Academic freedom meant a thing only to the extent that teachers don't conceive of themselves as apparatchiks of the administration. If you'd like to reform public education to enhance the degree of so-called 'local control', then do away with the top 10% of the administrative staff and place more decision-making authority directly into the hands of your classroom teachers. Yes, those committees will hash it out internally as regards what constitutes in-bounds/out-of-bounds within the curriculum, and they might not always get it right, but yes, they'll keep a closer watch on the students' academic progress than a professional superintendent of desk-jockeying.
Protecting academic freedom isn't free, after all!
Whatever direction your particular district might take, you will require curriculum enrichment to round out the education students receive where you live.

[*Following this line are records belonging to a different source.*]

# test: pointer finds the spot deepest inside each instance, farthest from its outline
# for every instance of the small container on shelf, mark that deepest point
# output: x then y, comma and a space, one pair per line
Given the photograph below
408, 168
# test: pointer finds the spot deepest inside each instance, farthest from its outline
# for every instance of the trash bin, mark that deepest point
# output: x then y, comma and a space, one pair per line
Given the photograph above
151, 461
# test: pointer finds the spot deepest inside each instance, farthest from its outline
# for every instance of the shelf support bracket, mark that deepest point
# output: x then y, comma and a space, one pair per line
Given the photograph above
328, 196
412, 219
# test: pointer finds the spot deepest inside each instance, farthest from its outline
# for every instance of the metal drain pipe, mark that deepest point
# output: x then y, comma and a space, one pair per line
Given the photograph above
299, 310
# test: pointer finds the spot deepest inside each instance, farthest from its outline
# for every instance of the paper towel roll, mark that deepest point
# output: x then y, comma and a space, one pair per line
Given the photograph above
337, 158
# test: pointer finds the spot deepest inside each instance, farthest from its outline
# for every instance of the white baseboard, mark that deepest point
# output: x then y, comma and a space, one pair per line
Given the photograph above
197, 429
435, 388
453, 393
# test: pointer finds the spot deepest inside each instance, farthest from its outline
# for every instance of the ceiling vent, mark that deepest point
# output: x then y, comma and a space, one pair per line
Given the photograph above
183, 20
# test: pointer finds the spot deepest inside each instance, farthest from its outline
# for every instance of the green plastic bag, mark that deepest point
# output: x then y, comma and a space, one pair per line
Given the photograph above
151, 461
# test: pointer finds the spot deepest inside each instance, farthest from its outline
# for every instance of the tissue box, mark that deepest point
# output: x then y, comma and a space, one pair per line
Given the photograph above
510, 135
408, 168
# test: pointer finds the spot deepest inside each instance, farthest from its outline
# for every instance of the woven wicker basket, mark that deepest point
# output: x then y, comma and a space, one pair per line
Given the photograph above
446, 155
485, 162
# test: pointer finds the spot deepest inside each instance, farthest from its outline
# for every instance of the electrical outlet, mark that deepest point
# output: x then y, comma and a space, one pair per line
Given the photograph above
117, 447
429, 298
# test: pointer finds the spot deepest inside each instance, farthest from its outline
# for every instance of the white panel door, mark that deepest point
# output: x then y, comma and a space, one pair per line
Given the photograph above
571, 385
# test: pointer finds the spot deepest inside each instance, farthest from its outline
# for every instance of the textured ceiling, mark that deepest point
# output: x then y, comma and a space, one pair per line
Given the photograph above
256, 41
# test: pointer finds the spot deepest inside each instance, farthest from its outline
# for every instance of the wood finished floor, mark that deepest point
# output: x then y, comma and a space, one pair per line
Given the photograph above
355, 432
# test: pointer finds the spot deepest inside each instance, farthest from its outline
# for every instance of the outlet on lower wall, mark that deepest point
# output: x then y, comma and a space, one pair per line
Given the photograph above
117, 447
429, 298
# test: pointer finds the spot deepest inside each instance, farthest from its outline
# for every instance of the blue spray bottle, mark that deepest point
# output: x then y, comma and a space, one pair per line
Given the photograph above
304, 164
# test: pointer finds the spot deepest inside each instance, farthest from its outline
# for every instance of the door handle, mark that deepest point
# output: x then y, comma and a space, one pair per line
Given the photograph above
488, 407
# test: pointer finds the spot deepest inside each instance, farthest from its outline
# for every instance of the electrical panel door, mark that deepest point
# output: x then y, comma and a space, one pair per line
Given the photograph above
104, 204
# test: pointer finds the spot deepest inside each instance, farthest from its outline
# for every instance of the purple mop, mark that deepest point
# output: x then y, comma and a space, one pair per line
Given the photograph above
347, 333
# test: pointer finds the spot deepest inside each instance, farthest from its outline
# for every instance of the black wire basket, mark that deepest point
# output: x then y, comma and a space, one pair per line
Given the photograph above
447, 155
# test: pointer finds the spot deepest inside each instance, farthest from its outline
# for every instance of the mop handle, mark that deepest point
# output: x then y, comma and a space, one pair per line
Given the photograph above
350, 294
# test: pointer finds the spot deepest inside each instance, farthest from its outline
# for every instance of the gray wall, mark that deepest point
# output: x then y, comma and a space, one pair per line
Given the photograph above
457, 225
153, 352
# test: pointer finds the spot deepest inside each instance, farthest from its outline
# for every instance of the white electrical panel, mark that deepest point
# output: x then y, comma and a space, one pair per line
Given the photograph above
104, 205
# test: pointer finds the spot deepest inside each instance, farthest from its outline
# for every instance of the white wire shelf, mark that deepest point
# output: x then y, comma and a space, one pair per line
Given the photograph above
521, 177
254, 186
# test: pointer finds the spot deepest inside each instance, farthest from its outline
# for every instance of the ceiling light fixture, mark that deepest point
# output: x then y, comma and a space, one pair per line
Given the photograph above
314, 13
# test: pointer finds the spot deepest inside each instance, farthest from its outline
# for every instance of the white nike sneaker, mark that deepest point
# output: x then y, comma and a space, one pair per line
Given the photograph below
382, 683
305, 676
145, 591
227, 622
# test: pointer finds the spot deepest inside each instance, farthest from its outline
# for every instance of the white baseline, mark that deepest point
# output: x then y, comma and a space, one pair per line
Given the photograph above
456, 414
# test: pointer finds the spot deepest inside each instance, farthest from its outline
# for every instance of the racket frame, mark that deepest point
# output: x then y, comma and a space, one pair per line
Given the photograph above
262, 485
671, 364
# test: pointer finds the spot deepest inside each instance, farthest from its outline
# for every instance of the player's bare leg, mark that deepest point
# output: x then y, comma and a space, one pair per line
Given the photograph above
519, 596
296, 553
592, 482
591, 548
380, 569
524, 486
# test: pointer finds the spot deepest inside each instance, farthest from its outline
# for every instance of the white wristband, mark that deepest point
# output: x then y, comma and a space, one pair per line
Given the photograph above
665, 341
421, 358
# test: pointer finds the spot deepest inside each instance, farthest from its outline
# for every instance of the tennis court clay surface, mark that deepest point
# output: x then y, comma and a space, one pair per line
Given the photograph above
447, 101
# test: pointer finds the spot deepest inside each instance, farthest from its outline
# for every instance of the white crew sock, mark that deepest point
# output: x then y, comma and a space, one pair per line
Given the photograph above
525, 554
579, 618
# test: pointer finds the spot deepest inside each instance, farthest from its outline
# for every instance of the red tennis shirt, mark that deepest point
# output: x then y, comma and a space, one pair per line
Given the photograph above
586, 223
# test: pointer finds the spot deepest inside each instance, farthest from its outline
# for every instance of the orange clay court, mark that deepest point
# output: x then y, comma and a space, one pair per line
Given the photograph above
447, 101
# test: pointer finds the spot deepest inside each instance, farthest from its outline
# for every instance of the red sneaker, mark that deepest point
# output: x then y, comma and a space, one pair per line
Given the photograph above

No school district or private institution anywhere in the US can do it all on their own. If they're attentive to providing your children with a well-rounded education, strong in liberal arts, strongest of all in critical language skills, then they do your children, yourselves, and your community(s) a favor.
If, on the other hand, the school administrators where you live seem to favor a narrowing down of educational topics, if they seem to prefer shortening the academic cycle as opposed to lengthening it, if they advocate for fewer teachers per student instead of more teachers per student, then your school could be in the hands of a know-nothing.
Yes, all of my aforementioned proposals have been heard before and (supposedly) the American people rejected them. But the fact that we had succeeded to an extent in better educating the nation's children gets reflected in the strong pushback against education that so many parents evince. What parent wants to feel like their own child outsmarts them, I guess? Enforced stupidity for children has long been a preferred parenting tactic, if we take the historical view.
To reiterate, no we don't have to accept their infernal know-nothingism as if it's an inborn trait over which they have no power to affect. They can save their minds from the brainwormrot of conservative ideology or they can have the brainwormrot excised by others. Either way, it's no more natural for a citizen to stand down in the face of an insulted intelligence than to stand by and watch physical abuse take place. Better intelligence can damn sure impose its presence upon them and they know it, or else why would they run around so awfully afraid of getting 'woke'?
If MAGA supporters wish to live under anyone's thumb, let it be our thumb instead of Trump's.
Stop apologizing for that you have more brains than your neighbor(s) and start exercising your natural advantage over them to forestall this nation's slide into know-nothing autocracy.